Some novel drugs were discussed that not only target the MM cell but also act against the microenvironment, including the formation of new blood vessels. Several novel proteins were recently isolated that inhibit angiogenesis including VEGF inhibitor (VEGFI). Previous studies demonstrated that VEGFI inhibits angiogenesis and may directly induce apoptosis of tumor cells without inhibiting normal cells. Dr. Berenson demonstrated that VEGFI also directly affects the growth of human myeloma cell lines. He showed that bisphosphonates, such as zoledronic acid, not only inhibit the development of osteoclasts but also seem to be markedly antiangiogenic, possibly by affecting the production of VEGF.

Dr. Anderson gave an overview of the different biological effects of the proteasome inhibitor PS-341 on myeloma cells.

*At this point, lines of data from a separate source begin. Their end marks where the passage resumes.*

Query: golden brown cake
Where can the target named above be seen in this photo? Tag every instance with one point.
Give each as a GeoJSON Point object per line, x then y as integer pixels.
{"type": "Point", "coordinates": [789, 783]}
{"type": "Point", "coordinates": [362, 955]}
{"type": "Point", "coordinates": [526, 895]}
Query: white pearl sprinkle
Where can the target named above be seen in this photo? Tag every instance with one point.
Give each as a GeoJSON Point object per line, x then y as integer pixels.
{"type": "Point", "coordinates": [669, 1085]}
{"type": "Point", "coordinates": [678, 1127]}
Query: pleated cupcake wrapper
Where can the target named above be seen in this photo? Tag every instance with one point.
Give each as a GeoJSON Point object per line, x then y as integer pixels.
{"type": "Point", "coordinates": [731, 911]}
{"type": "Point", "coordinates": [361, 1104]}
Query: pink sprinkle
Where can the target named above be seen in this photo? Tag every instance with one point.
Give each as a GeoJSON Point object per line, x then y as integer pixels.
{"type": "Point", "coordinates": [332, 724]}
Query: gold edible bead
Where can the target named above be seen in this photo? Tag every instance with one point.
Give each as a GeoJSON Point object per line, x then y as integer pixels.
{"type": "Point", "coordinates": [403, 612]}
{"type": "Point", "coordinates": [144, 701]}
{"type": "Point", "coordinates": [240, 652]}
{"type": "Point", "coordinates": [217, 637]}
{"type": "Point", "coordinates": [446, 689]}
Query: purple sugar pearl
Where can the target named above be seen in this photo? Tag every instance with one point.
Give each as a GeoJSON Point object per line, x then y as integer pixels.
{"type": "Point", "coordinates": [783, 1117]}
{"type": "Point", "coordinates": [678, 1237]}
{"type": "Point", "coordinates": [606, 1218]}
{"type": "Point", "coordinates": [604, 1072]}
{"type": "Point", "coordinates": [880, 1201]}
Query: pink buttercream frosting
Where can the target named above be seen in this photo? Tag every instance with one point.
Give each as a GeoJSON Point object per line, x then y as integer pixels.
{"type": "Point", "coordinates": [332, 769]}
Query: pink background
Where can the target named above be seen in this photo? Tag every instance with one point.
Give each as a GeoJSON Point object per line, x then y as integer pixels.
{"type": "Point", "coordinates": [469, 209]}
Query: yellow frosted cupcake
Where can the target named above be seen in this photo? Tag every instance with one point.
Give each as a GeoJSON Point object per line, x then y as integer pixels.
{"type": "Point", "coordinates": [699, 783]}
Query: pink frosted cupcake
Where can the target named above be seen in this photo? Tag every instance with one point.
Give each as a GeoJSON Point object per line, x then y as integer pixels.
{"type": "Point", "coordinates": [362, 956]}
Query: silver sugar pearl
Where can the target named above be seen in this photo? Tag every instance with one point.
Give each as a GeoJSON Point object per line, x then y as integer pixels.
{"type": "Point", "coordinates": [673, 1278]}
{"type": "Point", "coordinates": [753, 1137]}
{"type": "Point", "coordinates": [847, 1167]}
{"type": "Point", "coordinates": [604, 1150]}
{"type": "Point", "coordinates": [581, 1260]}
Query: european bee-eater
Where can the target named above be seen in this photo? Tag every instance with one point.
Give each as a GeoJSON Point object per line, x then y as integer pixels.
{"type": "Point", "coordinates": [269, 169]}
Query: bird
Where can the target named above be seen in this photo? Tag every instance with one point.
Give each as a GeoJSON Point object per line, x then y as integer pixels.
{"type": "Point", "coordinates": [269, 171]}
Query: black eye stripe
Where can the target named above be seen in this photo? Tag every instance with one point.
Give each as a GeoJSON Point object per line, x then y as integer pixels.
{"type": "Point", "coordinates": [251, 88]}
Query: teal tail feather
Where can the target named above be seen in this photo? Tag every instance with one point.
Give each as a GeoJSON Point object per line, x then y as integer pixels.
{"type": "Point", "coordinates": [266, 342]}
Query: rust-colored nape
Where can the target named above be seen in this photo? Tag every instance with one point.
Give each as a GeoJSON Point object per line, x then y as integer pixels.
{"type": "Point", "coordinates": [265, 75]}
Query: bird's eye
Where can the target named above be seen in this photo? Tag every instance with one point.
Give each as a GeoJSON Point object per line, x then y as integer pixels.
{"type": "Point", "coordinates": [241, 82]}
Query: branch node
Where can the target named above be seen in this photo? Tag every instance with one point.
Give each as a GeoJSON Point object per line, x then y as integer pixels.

This molecule directly inhibits the growth of myeloma cells, overcomes resistance to apoptosis in MM cells conferred by interleukin-6, and reduces the adhesion of tumor cells to bone marrow stroma. This impairment of binding to bone marrow stromal cells will also reduce VEGF secretion, leading to inhibition of angiogenesis. An ongoing clinical trial should explore the role of PS-341 in the treatment of MM. Dr. Anderson’s group also demonstrated that IMiD derivates of thalidomide have significantly more potent effects against myeloma cells than does thalidomide itself. These include inhibition of VEGF-induced proliferation and migration of myeloma cells and antiangiogenic activity. A Phase I study to test the safety and efficacy of the IMiD CC5013 for treatment of MM patients was recently started.

The biological and clinical importance of angiogenesis in the pathogenesis and treatment of MM was addressed by numerous speakers. The increased density of blood vessels in the bone marrow of MM patients not only is associated with the proliferation of plasma cells but seems also to correlate with the prognosis for the disease. Myeloma cells secrete molecules that have the potential to trigger formation of new blood vessels in the bone marrow. The production of these factors seems to be regulated by molecular interactions between the tumor cells and the host bone marrow microenvironment Angiogenesis may be a promising therapeutic target in MM. Treatment with thalidomide has marked activity in MM patients, even in those with refractory disease. Ongoing studies need to clarify the role of thalidomide in combination with other therapeutic agents as well as its up-front use. A new series of therapeutic molecules act against the myeloma cell and its microenvironment, including the formation of new blood vessels. These molecules either are being or soon will be evaluated in clinical trials.